1b. Approach (from AD-416)
The ARS team will: •jointly plan and develop with the Jordanian team a poultry manure/litter composting operation (“Operation” may be to develop the specific simple approach or procedures of getting chicken manure collected and distributed to individual farmers, and their training so they can create their own compost for their farms. Large-scale production, marketing and distribution of compost is likely too expensive and sophisticated for Jerash at this time.) •provide guidance, consultation, training to the Jordanian team in composting methods and overcoming hurdles, •provide them with written and illustrated design, operational, and product utilization guidance materials, as well as monitoring, accounting, and other operation software. • to provide test methods and training to assess the quality and suitability of the product for meeting various agricultural and horticultural applications within environmental limits, •provide a workshop to train compost facility operators in Best Available Practices.
3. Progress Report
This report serves to document research conducted under a reimbursable agreement between ARS and the US Forest Service.

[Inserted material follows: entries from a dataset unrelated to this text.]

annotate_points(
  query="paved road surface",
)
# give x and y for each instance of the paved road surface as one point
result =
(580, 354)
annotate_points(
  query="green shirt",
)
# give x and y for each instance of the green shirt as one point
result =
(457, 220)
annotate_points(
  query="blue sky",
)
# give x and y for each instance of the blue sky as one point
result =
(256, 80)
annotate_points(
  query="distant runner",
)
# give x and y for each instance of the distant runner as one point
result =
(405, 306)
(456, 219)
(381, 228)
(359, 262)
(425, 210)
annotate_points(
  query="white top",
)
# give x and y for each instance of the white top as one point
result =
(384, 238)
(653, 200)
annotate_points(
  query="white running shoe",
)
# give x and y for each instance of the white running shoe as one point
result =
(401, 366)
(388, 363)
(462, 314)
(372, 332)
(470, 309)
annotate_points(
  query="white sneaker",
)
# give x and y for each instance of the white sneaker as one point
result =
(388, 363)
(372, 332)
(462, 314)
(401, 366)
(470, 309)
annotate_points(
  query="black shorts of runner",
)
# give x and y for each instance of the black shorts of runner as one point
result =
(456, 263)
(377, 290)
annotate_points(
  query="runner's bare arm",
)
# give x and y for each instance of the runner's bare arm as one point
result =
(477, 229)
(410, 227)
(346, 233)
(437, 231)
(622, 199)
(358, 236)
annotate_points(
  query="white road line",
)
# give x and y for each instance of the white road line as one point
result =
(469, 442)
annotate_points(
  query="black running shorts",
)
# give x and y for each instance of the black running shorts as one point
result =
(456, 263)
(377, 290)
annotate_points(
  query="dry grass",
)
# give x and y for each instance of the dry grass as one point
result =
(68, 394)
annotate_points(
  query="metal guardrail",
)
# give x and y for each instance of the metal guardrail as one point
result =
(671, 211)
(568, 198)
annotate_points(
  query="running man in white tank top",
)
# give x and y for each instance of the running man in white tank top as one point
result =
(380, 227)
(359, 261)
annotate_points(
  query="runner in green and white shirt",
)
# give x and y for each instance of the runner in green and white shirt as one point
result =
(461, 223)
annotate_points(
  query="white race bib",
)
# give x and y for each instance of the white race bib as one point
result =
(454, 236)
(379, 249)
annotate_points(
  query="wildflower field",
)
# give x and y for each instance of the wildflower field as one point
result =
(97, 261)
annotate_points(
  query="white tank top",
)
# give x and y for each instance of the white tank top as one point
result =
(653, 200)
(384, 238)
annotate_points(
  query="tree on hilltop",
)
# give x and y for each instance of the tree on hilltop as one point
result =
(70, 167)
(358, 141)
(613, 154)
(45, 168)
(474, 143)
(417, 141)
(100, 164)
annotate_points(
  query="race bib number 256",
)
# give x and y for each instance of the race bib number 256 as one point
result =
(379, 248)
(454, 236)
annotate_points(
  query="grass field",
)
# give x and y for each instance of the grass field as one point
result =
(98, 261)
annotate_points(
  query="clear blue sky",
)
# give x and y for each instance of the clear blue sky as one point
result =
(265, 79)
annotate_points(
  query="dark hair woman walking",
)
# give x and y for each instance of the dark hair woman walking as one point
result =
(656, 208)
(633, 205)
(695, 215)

The US Forest Service (USFS) and ARS provided technical assistant to USAID-Jordan under the Pollution Prevention for Environmental Health Protection project (P2EHP) implemented by CDM, Inc. ARS experts met with counterparts in Jordan on three occasions this year. They visited farms, animal facilities, and wastewater plants to learn about agricultural practices, agricultural wastes, and municipal wastewater sludge resources that could be composted for agricultural use, met with Jordanian counterparts to discuss collaboration and identify training needs, and developed preliminary plans to address agricultural/municipal waste issues. Subsequently cooperators set up construction of three demonstration-scale compost piles and plant growth experiments for use in farmer training workshops and continue collaboration with USAID/CDM to address agricultural/municipal waste issues. Results of compost piles and plant growth experiments were reviewed, and workshops were conducted with farmers and other stakeholders. An additional three compost piles will be constructed using poultry litter from a poultry broiler farm. Temperatures of the six piles will be monitored weekly to assess how well the piles self-heat (an indication of the success of the composting process). In addition, an experiment was initiated to assess the fertilizer value of poultry litter as a low-cost organic fertilizer for vegetable crops. Compost piles started in July 2008 were progressing as expected, but needed to be turned and wetted to continue the composting process. All compost piles are progressing well and it is currently unclear whether the amendments (bamboo or shredded leaves) added to some of the piles are needed. Plant growth experiments (using eggplant seedlings and poultry litter or dried algae as alternatives for commercial fertilizer) showed that these amendments worked as well as commercial fertilizer. However, the experiment should be repeated with more types of plants and application rates. Overall progress in this project includes increased scientific cooperation and exchanges between ARS scientists and Jordanian stakeholders to attain the objectives of the project.